The structural connectome constrains in vivo synaptic density loss in schizophrenia
Poster No:
553
Submission Type:
Abstract Submission
Authors:
Sidhant Chopra1, Patrick Worhunsky1, Mika Naganawa1, Gustavo Angarita1, Kelly Cosgrove1, Deepak D'Souza1, David Matuskey1, Nabeel Nabulsi1, Yiyun Huang1, Richard Carson1, Irina Esterlis1, Patrick Skosnik1, Avram Holmes2, Rajiv Radhakrishnan1
Institutions:
1Yale University, New Haven, CT, 2Department of Psychiatry, Brain Health Institute, Rutgers University, Piscataway, NJ
First Author:
Co-Author(s):
Introduction:
Converging genetic, post-mortem and neuroimaging evidence suggests the loss of synapses is fundamental to schizophrenia pathogenesis. The synaptic vesicle glycoprotein 2A radioligand [11C]UCB-J allows the examination of synaptic density in vivo using positron emission tomography (PET)[1], with recent studies showing large and widespread lower synaptic density in individuals with schizophrenia[2,3]. However, the mechanisms explaining the anatomical distribution of these alterations remain elusive. The brain's different regions are connected by a complex structural network of axonal fibers, responsible for propagating action potentials and transporting biological molecules[4]. They may also act as conduits for the progression of synaptic loss, such that illness processes originating in one area can propagate to affect other vulnerable areas[5]. Here, we investigate whether the brain's axonal fibers act as conduits for synaptic density loss in schizophrenia, as observed in other neurological syndromes.
Methods:
Using PET parametric images of [11C]UCB-J binding potential from 117 individuals (92 healthy controls and 25 individuals with schizophrenia), we generated brain-wide voxel-level group difference maps. We derived representative functional and structural connectivity patterns from an independent control group (N=100). General linear models were used to assess group differences in synaptic density adjusting for age and sex (Fig1). We derived representative inter-regional functional coupling and structural connectivity patterns from an independent age-matched healthy control group (N=323) using resting-state functional MRI and diffusion-weighted imaging. We used coordinated deformation models6 to predict the extent of brain change in each of 332 parcellated areas by the changes observed in areas to which the index region is either structurally connected or functionally coupled (Fig2). To locate potential focal sources of the observed lower synaptic density, we used a network diffusion model7, sequentially using each brain region as a seed (Fig3).
Results:
We found a widespread pattern of lower synaptic density in individuals with schizophrenia (p_FWE<.05; Fig1), with peaks located in temporal, frontal, cingulate cortices, and thalamic and striatal regions. Our results demonstrated that regional synaptic density differences were strongly correlated with estimates of lower synaptic density predicted using a model constrained by structural connectivity (r=.58; p_FWE<.01). Associations between empirical and predicted synaptic density estimates were much lower for models considering only binary structural connectivity or constrained by functional coupling. Finally, we identified the left temporal pole as putative epicenters of the pathological spread of synaptic loss (Fig3).

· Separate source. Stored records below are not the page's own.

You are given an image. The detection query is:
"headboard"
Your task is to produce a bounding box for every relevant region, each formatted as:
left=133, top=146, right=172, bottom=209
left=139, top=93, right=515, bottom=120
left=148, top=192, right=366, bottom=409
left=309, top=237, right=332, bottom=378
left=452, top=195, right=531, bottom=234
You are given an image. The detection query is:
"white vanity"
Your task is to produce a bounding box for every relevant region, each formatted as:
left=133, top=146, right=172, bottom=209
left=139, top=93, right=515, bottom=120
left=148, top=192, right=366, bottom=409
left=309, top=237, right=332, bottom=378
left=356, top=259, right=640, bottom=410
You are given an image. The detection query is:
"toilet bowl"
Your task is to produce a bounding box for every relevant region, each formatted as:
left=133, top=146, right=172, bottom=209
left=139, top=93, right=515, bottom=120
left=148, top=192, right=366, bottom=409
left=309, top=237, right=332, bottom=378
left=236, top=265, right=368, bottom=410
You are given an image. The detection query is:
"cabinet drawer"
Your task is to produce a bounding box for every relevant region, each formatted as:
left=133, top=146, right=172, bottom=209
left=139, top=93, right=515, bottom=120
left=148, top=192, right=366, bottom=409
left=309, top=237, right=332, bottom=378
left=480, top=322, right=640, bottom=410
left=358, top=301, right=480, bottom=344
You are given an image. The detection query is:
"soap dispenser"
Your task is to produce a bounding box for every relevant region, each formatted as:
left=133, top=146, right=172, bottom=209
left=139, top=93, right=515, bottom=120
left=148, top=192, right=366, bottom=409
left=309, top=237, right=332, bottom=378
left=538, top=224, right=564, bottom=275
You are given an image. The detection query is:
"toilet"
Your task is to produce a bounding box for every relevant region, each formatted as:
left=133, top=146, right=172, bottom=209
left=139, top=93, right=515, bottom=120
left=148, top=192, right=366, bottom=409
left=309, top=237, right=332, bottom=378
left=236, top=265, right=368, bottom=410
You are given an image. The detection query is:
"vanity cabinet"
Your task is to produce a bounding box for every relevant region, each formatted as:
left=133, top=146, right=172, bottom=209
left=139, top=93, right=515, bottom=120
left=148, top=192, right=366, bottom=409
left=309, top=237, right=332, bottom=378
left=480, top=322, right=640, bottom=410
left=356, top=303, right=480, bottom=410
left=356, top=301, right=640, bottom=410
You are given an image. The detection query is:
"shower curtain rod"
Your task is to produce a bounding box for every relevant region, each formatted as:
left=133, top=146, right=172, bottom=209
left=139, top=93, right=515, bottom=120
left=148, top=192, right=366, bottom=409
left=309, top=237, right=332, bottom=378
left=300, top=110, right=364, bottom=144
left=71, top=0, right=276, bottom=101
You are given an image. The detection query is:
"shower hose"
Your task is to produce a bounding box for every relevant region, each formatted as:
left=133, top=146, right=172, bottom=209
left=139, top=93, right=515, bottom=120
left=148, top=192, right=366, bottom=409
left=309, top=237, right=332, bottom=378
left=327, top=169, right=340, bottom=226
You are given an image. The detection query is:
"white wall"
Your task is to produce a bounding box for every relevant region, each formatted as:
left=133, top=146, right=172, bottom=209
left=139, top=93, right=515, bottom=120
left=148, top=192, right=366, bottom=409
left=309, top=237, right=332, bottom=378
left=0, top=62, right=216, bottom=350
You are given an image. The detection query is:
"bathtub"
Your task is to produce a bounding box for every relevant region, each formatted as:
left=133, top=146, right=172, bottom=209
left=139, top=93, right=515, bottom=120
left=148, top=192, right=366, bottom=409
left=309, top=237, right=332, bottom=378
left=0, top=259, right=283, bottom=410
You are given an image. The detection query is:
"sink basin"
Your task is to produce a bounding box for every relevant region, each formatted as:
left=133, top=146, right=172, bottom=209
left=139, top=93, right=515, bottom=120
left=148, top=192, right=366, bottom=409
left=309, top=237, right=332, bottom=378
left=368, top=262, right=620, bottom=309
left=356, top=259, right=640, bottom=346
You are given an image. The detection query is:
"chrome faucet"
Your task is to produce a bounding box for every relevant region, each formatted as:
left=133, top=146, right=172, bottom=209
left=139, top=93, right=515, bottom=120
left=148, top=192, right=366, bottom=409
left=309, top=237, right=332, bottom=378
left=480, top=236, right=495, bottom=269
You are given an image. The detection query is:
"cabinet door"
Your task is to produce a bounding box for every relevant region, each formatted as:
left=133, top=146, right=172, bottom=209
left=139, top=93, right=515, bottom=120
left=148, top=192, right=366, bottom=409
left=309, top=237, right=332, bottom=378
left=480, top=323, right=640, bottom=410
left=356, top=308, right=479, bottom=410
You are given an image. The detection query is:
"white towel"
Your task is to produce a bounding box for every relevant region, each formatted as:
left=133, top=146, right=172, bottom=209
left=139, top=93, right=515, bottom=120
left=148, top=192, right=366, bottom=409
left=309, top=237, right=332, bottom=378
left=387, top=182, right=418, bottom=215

·Fig 1 - Wide-spread lower synaptic density in schizoprenia
·Fig 2 - Coordination Deformation Models (CDM) used to identify constraints and Network Diffusion Model (NDM) used to identify epicenters of pathology
Conclusions:
Our findings highlight a robust and central role of white matter fibers on the spread of pathology in schizophrenia, mirroring findings reported in other neurological conditions. They also align with volumetric findings in individuals with schizophrenia, suggesting that temporal regions may play a critical role in the origins of brain dysfunction and indicate that the structural connectome may represent a fundamental constraint on synaptic pathology.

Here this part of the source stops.